GPU lockup+blackout on 2.6.35 with r600...

Mon Aug 9 06:41:24 PDT 2010

On 8 August 2010 17:36, Daniel J Blueman <daniel.blueman at gmail.com> wrote:
> On 5 August 2010 16:23, Alex Deucher <alexdeucher at gmail.com> wrote:
>> On Thu, Aug 5, 2010 at 9:50 AM, Jerome Glisse <glisse at freedesktop.org> wrote:
>>> On 08/05/2010 06:52 AM, Daniel J Blueman wrote:
>>>>
>>>> After around 10-30 mins of typical usage (ie cairo rendering to
>>>> surfaces + compiz) on my Dell Studio 15 (model 1557), my R600 radeon
>>>> locks up, giving a blank screen.
>>>>
>>>> The only information I have is a backtrace [1]. 'radeontool regs'
>>>> doesn't give anything - what information, /sys files etc would be
>>>> useful here, and would it be useful to log a freedesktop.org bug
>>>> report at this stage, assuming I haven't found a reliable reproducer?
>>>>
>>>> OS is Ubuntu 10.10 development release, mesa 7.8.2, libdrm2 2.4.21.
>>>>
>>>> Thanks,
>>>>   Daniel
>>>>
>>>> --- [1]
>>>>
>>>> radeon 0000:02:00.0: GPU lockup CP stall for more than 1000msec
>>>> ------------[ cut here ]------------
>>>> WARNING: at
>>>> /home/kernel-ppa/COD/linux/drivers/gpu/drm/radeon/radeon_fence.c:235
>>>> radeon_fence_wait+0x2b7/0x320 [radeon]()
>>>> Hardware name: Studio 1557
>>>> GPU lockup (waiting for 0x00008C35 last fence id 0x00008C33)
>>>> Modules linked in: binfmt_misc parport_pc ppdev kvm_intel kvm
>>>> microcode snd_hda_codec_atihdmi joydev ipt_REJECT xt_limit xt_tcpudp
>>>> ipt_addrtype xt_state snd_hda_codec_idt ip6table_filter ip6_tables
>>>> snd_hda_intel nf_nat_irc nf_conntrack_irc snd_hda_codec nf_nat_ftp
>>>> nf_nat snd_hwdep nf_conntrack_ipv4 snd_seq_midi arc4 snd_pcm
>>>> snd_rawmidi nf_defrag_ipv4 radeon nf_conntrack_ftp nf_conntrack
>>>> iptable_filter snd_seq_midi_event snd_seq ip_tables ttm iwlagn video
>>>> snd_timer uvcvideo x_tables snd_seq_device output drm_kms_helper lp
>>>> dell_laptop iwlcore drm videodev dcdbas dell_wmi v4l1_compat mac80211
>>>> i7core_edac parport v4l2_compat_ioctl32 snd psmouse edac_core
>>>> i2c_algo_bit soundcore cfg80211 snd_page_alloc serio_raw sdhci_pci
>>>> sdhci ahci libahci led_class r8169 mii btrfs zlib_deflate crc32c
>>>> libcrc32c
>>>> Pid: 1624, comm: Xorg Tainted: G      D     2.6.35-020635-generic #020635
>>>> Call Trace:
>>>> ? radeon_fence_wait+0x2b7/0x320 [radeon]

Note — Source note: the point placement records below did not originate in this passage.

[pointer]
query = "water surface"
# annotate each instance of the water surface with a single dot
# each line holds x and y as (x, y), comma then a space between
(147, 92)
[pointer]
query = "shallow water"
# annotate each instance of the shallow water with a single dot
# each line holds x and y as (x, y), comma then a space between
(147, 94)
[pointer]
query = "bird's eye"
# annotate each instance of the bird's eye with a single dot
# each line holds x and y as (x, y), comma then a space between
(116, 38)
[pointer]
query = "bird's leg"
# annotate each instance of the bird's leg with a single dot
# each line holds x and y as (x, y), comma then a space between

>>>> warn_slowpath_common+0x90/0xc0
>>>> warn_slowpath_fmt+0x6e/0x70
>>>> ? schedule_timeout+0x15a/0x2e0
>>>> ? r600_irq_set+0x27d/0xc00 [radeon]
>>>> ? radeon_ring_commit+0xa3/0xb0 [radeon]
>>>> ? r100_gpu_cp_is_lockup+0xc2/0xd0 [radeon]
>>>> ? r600_gpu_is_lockup+0x1cb/0x220 [radeon]
>>>> radeon_fence_wait+0x2b7/0x320 [radeon]
>>>> ? autoremove_wake_function+0x0/0x40
>>>> radeon_sync_obj_wait+0x11/0x20 [radeon]
>>>> ttm_bo_wait+0x102/0x1b0 [ttm]
>>>> ttm_bo_move_accel_cleanup+0x19e/0x230 [ttm]
>>>> radeon_move_blit+0x124/0x170 [radeon]
>>>> radeon_bo_move+0xda/0x1a0 [radeon]
>>>> ttm_bo_handle_move_mem+0xec/0x370 [ttm]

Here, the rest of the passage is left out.